Wednesday 1 November
Pakistan fast bowler Shoaib Akhtar leaves the Pakistan Cricket Board head office after facing the three-member Anti-Doping Tribunal in Lahore. The tribunal has banned the 31 year-old 'Rawalpindi Express' from all international and domestic cricket for two years for using Nandrolone, a banned steroid. Fellow fast bowler, Mohammed Asif, 23, is also banned for one year for the same offence. The ban means the two fast bowlers would not be able to play in the World Cup to be held in the Caribbean in March-April. Shoaib and Asif tested positive last month in an internal dope test conducted by the PCB in the lead-up to the Champions Trophy in India, and the duo were immediately withdrawn from the biennial event. Both the bowlers faced a two-year ban under International Cricket Council (ICC) anti-doping regulations, but since they tested positive out of competition, the tribunal had the authority to reduce the length of the suspension, which was done in the case of Asif.

AP Photo/K M Chaudary

Monday 16 October
Only a day before playing their first match in the ICC Champions Trophy 2006, Pakistan cricket was rocked by a sensational dope scandal involving pace spearheads Shoaib Akhtar and Mohammad Asif who will not only miss the ongoing tournament but also run the risk of being banned for up to two years. Pakistan team manager Talat Ali has announced that both players tested positive for anabolic steroid nandrolone in an internal test conducted by Pakistan Cricket Board last month and have been withdrawn from the Champions Trophy.

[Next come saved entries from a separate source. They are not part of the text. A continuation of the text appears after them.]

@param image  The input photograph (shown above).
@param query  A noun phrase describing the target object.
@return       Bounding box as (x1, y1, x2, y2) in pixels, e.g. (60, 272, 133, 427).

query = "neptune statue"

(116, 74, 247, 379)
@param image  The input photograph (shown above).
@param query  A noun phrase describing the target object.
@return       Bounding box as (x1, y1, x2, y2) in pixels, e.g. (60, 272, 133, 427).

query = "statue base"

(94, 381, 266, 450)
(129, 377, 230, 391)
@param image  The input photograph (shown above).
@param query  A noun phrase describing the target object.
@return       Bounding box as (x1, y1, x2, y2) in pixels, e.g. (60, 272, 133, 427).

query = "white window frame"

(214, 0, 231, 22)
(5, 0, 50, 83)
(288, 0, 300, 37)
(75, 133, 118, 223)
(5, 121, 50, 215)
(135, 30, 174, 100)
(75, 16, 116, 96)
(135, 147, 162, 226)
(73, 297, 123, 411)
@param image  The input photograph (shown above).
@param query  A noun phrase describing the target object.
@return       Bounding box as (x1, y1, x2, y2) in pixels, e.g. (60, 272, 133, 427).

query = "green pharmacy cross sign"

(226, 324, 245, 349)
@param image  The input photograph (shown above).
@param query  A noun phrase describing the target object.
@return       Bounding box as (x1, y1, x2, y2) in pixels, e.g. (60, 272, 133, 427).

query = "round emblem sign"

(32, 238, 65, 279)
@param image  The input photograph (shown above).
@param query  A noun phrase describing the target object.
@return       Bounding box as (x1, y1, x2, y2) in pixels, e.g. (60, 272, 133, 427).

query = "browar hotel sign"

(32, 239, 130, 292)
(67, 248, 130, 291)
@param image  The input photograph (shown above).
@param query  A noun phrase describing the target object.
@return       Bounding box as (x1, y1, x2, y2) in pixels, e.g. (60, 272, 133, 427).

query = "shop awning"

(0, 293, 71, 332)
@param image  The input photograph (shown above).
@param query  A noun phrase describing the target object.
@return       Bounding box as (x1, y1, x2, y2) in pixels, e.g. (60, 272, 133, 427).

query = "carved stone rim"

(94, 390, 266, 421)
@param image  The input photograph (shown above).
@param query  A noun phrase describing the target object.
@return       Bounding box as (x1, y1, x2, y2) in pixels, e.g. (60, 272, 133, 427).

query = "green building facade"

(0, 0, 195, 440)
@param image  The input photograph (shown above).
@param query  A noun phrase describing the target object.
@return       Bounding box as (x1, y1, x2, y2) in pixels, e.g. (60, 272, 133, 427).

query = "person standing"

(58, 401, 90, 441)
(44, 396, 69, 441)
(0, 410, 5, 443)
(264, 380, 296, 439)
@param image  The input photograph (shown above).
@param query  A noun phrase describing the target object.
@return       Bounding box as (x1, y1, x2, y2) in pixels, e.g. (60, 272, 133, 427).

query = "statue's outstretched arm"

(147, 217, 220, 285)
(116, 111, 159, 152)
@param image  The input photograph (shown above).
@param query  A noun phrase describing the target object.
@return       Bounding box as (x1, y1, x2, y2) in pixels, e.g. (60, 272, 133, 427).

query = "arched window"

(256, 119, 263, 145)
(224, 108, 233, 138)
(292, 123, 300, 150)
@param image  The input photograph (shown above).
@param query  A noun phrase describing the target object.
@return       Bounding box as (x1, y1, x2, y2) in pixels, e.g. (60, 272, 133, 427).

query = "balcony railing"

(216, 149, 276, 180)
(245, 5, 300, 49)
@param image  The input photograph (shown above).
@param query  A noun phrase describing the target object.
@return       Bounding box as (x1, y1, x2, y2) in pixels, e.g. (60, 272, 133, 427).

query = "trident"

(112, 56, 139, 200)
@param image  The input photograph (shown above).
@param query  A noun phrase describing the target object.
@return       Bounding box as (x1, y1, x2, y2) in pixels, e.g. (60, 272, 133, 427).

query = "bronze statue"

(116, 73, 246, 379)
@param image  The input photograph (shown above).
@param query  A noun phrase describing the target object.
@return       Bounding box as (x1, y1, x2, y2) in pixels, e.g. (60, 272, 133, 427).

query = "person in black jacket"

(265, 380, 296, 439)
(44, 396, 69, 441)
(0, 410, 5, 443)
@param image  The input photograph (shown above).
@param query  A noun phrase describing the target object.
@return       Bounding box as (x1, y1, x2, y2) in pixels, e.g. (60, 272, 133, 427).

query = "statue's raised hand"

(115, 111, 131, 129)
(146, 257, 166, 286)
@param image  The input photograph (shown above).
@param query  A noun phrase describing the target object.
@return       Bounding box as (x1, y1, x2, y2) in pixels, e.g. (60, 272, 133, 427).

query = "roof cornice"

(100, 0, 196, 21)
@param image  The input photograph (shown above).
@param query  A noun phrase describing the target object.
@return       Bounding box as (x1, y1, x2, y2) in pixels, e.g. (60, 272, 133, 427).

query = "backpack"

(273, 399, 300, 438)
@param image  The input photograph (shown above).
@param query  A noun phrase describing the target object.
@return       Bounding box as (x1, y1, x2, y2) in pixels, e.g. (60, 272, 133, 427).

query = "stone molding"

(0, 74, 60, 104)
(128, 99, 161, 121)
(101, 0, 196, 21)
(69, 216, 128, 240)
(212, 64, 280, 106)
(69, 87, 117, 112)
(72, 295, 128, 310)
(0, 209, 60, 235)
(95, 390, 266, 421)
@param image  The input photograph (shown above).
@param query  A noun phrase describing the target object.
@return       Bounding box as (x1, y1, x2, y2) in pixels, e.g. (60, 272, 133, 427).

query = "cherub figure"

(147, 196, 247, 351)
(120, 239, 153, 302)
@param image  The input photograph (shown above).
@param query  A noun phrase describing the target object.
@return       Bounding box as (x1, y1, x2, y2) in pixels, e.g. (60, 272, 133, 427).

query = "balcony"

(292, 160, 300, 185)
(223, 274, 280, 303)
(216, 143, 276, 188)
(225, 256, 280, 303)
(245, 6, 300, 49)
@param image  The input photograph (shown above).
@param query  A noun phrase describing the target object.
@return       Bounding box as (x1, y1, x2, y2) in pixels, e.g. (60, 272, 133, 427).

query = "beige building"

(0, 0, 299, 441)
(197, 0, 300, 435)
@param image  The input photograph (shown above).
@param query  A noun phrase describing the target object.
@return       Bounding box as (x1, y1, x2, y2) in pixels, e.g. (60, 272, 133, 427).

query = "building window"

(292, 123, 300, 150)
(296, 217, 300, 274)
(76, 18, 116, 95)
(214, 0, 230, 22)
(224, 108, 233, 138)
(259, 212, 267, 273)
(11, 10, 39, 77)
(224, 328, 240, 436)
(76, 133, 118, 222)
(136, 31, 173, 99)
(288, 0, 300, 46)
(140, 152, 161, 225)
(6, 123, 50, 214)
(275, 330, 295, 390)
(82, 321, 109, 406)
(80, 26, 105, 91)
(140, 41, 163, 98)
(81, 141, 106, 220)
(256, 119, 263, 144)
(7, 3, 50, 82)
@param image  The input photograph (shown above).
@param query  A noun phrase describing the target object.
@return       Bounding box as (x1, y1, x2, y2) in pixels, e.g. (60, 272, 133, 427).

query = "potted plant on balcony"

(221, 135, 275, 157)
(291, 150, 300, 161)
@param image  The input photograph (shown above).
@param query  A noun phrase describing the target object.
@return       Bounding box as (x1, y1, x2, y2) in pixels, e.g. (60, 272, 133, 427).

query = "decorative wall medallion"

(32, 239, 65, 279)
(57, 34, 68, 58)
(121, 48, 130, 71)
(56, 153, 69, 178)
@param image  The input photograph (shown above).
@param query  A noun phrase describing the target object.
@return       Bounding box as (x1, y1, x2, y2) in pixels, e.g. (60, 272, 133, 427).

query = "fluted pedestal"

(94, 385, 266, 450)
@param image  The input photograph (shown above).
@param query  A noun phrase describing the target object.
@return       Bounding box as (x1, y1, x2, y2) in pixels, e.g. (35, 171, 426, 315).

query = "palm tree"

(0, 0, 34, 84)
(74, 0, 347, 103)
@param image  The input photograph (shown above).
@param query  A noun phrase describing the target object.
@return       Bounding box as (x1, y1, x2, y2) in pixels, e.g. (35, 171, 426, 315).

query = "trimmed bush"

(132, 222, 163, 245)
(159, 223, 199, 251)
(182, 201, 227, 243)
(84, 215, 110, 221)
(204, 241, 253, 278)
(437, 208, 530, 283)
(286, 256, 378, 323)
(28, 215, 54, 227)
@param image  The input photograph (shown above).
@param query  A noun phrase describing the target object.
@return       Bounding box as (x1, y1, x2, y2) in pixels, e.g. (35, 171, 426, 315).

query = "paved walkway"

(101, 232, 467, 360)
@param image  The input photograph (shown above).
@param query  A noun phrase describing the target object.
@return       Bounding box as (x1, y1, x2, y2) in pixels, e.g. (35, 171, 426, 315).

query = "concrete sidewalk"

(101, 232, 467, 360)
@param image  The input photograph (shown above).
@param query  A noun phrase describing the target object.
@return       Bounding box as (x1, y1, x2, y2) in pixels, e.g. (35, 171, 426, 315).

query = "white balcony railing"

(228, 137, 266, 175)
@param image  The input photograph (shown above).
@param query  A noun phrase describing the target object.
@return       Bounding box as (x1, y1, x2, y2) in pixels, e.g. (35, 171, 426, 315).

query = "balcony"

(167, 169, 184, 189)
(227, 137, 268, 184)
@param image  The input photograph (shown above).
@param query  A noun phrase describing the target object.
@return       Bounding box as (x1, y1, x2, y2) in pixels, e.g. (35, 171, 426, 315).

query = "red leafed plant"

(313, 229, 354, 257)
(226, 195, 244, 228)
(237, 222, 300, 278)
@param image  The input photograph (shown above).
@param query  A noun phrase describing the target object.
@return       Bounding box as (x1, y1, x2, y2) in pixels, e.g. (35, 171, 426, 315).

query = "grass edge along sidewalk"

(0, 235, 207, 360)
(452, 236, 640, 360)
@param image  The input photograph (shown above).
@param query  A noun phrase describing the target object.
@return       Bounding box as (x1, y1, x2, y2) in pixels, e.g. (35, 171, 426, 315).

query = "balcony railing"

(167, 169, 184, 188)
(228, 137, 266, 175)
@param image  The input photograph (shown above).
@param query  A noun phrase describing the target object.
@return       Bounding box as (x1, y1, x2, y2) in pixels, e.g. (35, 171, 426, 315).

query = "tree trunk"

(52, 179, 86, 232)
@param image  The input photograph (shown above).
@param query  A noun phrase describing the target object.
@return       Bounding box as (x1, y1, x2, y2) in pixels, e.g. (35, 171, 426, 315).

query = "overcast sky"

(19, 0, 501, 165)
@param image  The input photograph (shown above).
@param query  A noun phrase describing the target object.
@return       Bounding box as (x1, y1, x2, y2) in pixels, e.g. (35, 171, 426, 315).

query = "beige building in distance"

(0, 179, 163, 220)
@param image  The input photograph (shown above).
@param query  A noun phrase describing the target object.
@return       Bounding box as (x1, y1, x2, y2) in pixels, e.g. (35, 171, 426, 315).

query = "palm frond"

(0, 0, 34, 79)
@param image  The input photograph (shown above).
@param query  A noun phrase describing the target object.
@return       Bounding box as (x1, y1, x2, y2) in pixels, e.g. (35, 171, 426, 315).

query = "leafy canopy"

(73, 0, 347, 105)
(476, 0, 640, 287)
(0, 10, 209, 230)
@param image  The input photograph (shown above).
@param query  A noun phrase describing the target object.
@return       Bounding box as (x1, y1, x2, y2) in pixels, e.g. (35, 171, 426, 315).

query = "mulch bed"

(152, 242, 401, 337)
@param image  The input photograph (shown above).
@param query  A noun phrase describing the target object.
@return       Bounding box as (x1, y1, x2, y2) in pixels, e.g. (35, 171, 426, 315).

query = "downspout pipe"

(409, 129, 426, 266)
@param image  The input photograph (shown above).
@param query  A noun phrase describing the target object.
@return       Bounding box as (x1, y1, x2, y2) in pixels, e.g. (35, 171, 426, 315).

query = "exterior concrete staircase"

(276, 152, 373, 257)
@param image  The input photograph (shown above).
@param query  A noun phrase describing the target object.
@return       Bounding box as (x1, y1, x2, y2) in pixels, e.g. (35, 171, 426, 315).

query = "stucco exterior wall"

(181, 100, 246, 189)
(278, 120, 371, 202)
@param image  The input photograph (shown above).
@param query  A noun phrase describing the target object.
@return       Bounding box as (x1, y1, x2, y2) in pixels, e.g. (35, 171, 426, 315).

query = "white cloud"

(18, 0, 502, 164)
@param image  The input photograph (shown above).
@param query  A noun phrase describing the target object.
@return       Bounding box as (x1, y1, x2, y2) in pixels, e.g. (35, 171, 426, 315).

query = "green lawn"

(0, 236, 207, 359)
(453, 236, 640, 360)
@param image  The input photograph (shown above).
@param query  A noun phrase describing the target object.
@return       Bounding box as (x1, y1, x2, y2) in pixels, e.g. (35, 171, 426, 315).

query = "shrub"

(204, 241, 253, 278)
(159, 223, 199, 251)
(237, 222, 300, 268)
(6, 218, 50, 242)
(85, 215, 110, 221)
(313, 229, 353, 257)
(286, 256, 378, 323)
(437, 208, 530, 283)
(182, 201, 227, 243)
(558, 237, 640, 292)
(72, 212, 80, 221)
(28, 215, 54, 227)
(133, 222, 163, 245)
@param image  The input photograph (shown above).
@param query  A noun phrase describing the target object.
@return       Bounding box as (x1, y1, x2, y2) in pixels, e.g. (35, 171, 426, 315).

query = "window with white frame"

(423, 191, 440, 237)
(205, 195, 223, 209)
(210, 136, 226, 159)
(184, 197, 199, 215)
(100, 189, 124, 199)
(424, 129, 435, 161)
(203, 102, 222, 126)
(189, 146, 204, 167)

The Rawalpindi Express has claimed that he is innocent and that he had never knowingly taken any performance-enhancing drug, saying "the President of Pakistan has asked me not to comment in any detail at this stage and I want to respect his wishes". The latest incident has brought more embarrassment for Pakistan as it comes close on the heels of the ball-tampering row, the captaincy controversy and the sudden change of guard at PCB. This is also the second major dope scandal to hit international cricket after Australian spin great Shane Warne was tested positive for a diuretic just before the start of the 2003 World Cup.